I'm filled with a ton of emotional memories when it comes to my baby girl, but in a bittersweet way, I'm glad to have them, they're proof that she existed and proof that despite her absence, I am a mum. I fortunately had a wonderful counseling service, that just ended last month. Over the last two years, Karen, my counsellor, has been like a rock. Sure, I could vent on my family and partner, but sometimes you need a new face and a new opinion to help you deal with your darkest thoughts.

I tried only once to take my own life, by taking a too many antidepressants, I was fortunate that I didn't take enough to do any harm to myself, and the possibility of looming death made me think of the devastation I would inflict on those I love. Aside from that, I found release it cutting my arms. If things got too unbearable, like being in a crowded elevator of emotion and worry, I would grab my secret scissors and reelardly scratch my arm until it bled and swelled. My arm would hurt for days afterwards but the pain stopped me from thinking about anything else.

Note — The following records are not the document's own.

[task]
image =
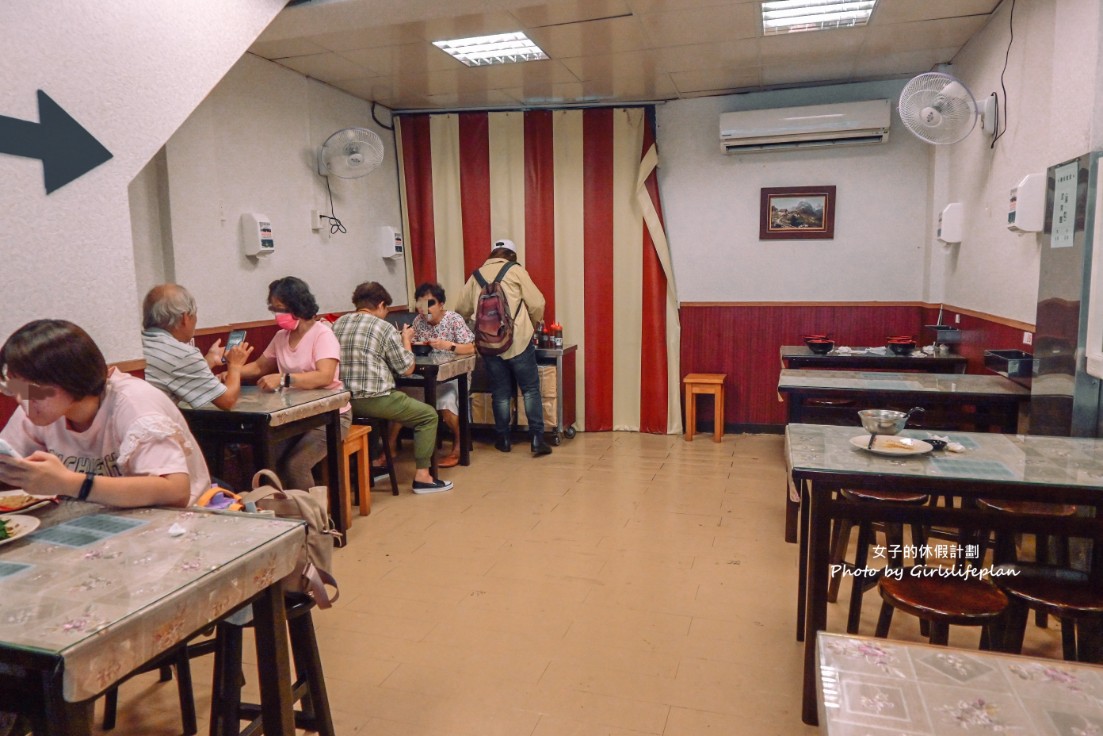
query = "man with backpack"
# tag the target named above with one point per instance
(506, 305)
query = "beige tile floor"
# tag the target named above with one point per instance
(627, 585)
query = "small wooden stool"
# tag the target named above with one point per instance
(354, 445)
(704, 383)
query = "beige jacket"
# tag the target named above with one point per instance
(518, 287)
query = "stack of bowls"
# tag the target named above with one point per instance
(901, 344)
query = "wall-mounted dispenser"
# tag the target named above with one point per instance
(391, 243)
(952, 223)
(1026, 212)
(256, 235)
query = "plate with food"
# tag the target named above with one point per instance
(14, 526)
(18, 501)
(891, 445)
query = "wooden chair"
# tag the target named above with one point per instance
(704, 383)
(944, 601)
(1064, 594)
(893, 535)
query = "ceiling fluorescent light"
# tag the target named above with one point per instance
(498, 49)
(796, 16)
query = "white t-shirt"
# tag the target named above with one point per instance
(137, 432)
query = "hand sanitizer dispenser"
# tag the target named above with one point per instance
(951, 223)
(256, 235)
(1026, 211)
(391, 243)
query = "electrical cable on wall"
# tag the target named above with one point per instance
(335, 225)
(1010, 27)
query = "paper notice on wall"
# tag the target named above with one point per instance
(1064, 205)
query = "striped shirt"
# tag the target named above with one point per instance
(179, 369)
(371, 349)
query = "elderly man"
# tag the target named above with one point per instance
(177, 366)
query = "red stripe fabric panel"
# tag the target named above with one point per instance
(598, 214)
(417, 162)
(653, 363)
(539, 205)
(474, 188)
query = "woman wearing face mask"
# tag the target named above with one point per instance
(447, 331)
(89, 432)
(303, 354)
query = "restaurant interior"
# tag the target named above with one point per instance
(681, 564)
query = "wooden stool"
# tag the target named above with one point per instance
(227, 711)
(943, 601)
(1068, 595)
(704, 383)
(354, 446)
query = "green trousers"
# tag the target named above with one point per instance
(397, 406)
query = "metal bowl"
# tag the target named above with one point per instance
(882, 422)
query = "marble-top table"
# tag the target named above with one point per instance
(822, 460)
(95, 593)
(877, 686)
(865, 359)
(265, 418)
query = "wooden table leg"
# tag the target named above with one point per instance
(272, 661)
(820, 516)
(430, 398)
(691, 414)
(464, 437)
(718, 419)
(338, 494)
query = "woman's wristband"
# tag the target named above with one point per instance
(86, 487)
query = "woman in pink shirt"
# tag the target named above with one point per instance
(89, 432)
(303, 354)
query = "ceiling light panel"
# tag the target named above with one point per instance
(796, 16)
(496, 49)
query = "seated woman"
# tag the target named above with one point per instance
(303, 354)
(89, 432)
(442, 330)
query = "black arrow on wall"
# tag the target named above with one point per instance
(64, 147)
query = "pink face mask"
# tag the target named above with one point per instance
(287, 321)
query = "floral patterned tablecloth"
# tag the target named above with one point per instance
(105, 590)
(874, 688)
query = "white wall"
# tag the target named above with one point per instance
(710, 202)
(1051, 77)
(130, 72)
(250, 147)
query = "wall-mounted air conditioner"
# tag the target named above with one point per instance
(813, 126)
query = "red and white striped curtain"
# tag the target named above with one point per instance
(576, 191)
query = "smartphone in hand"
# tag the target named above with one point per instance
(236, 338)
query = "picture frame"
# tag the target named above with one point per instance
(798, 213)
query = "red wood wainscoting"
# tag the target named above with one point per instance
(743, 340)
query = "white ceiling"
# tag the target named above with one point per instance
(601, 51)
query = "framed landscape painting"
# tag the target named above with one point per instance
(798, 213)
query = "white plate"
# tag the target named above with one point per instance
(43, 500)
(892, 445)
(23, 526)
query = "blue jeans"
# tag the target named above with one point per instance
(522, 368)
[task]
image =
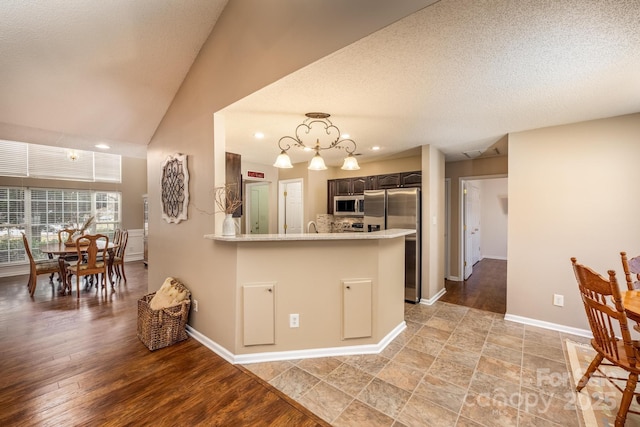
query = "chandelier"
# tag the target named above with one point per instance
(320, 120)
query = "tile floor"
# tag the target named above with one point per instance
(452, 366)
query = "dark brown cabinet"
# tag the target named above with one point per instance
(400, 179)
(358, 185)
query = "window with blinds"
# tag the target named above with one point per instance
(49, 162)
(40, 213)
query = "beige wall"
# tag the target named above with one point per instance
(455, 171)
(572, 193)
(134, 185)
(253, 44)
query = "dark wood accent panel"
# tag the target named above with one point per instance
(233, 175)
(65, 362)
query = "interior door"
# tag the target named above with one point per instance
(471, 226)
(290, 206)
(258, 208)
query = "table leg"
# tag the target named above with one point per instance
(63, 276)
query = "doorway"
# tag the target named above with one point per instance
(290, 206)
(482, 248)
(257, 221)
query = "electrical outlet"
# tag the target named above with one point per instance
(558, 300)
(294, 320)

This self infliction has become less and less, the act of opening up and talking helped some of the emotion out of that crowded elevator. Sometimes it creeps back in and almost always causes a panic attack, but I am much more able to control my emotions and my behaviour.

I worried that after my sessions with Karen ended, that I would go back to my self-harming ways but I've found that still communication with others, other women who have been through the same, is the best way to clear your mind. Sometimes there's nothing more reassuring than hearing someone say "Me too". Below are a list of links for sites that offer counselling and message boards.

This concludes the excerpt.